ひな祭り近くなると、娘と一緒にこの人形を飾るという人も少なくないだろうが、正直私はこの儀式があまり好きではなかった。

人形の顔がさほど可愛くない上に、扇子や剣を人形に持たせるという所作が、なんとなくしゃらくさかったからだ。我が家のひな人形がお歯黒だったのも、その嫌悪感に拍車をかけていた。

そもそも、ひな祭りという女性の日に、「なぜ男女の人形を飾らねばならぬのか」という疑問が幼心ながらにあった。五月人形は勇ましい男性1人なのに、なぜかひな人形は男女2人だ。

そこには、「結婚が女性の幸せ」だということを主張せんとする象徴がある。令和のこの時代になってまで驚きだ。1人でも幸せな女性にとっては、もはや余計なお世話と受け止められかねない。

とはいえ、2人ならまだマシだが、三人官女や五人囃子がやってきた日にはえらいことだ。我が家にはいなかったから詳しいことは分からないが、どうやら手に持っているものが一人一人違うらしい。更にその並び順まで決まっているというのだから、それ相応の有識者でないと飾ることすら困難だ。
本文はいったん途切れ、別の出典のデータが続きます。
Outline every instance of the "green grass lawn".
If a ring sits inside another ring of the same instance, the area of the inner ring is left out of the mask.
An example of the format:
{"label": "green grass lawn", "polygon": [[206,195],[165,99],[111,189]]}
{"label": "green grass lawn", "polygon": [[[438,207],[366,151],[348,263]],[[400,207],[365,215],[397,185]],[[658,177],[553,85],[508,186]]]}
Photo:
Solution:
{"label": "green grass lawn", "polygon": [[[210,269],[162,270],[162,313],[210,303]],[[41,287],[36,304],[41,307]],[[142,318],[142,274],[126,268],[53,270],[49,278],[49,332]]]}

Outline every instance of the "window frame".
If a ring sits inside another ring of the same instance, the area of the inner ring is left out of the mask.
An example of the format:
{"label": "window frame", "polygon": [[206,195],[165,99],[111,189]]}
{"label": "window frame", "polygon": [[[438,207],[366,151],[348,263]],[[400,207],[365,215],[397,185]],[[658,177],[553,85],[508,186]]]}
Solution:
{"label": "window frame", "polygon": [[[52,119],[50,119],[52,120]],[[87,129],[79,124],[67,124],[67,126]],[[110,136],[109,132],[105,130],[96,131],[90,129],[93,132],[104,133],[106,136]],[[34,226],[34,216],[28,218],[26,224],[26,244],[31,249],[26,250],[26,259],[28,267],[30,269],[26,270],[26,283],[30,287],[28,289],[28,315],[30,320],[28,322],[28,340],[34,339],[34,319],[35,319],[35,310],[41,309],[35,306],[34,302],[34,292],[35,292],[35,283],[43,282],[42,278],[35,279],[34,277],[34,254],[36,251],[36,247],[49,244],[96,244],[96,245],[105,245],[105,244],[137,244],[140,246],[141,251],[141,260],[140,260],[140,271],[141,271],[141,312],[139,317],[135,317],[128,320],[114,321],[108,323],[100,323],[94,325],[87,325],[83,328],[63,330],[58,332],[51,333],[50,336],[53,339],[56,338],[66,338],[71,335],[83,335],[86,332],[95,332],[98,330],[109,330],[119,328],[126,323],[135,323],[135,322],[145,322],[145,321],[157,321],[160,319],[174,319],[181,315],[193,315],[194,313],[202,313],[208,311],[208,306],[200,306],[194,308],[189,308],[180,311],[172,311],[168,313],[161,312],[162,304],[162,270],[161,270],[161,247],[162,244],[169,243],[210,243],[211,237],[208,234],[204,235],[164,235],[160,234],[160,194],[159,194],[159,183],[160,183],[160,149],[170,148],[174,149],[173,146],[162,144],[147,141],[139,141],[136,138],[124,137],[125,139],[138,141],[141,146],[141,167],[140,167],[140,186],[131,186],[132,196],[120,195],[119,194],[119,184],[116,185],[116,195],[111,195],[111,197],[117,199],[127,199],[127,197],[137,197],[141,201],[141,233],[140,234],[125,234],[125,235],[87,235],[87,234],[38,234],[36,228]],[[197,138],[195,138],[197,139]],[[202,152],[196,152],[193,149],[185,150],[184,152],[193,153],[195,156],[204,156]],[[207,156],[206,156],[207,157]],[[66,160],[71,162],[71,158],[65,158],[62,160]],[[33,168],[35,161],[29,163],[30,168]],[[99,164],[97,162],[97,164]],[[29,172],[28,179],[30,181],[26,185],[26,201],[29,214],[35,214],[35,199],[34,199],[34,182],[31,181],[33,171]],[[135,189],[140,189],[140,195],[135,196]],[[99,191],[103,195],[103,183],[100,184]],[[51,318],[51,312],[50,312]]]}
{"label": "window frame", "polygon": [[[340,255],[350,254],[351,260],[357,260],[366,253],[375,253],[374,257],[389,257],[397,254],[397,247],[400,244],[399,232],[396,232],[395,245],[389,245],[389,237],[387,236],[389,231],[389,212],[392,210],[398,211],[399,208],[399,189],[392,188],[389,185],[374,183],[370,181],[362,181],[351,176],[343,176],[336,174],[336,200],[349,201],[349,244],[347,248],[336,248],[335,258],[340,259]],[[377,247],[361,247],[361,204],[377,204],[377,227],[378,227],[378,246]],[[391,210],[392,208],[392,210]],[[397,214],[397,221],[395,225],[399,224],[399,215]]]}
だいたい、あの「早く仕舞わないと婚期が遅れる問題」は何だったのだろう。ただでさえ晩婚化が叫ばれる世の中で、婚期が遅れることを後になってひな人形のせいにする人などいないし、そもそも婚期が遅れるのをあたかも悪いことのように言わないで欲しい。

最近では、ひな人形の面倒なシステムを嫌ってか、木のひな人形というものも流行り始めているらしい。

確かにこれなら虫に食われる心配もないし、形相も割と親しみやすい。場所もさほど取らないし、多少無下に扱っても壊れる心配もない。色んな意味で、エコだ。

そんなひな人形だが、我が家のものは実家の納戸の暗闇で粛々と眠っている。そんなことを思うと、やっぱり少し気の毒に思うのだ。

色々と手のかかるひな人形だが、それでも年に一度は日の目を見させてあげるのが、情趣なのではないかと思ったりもする。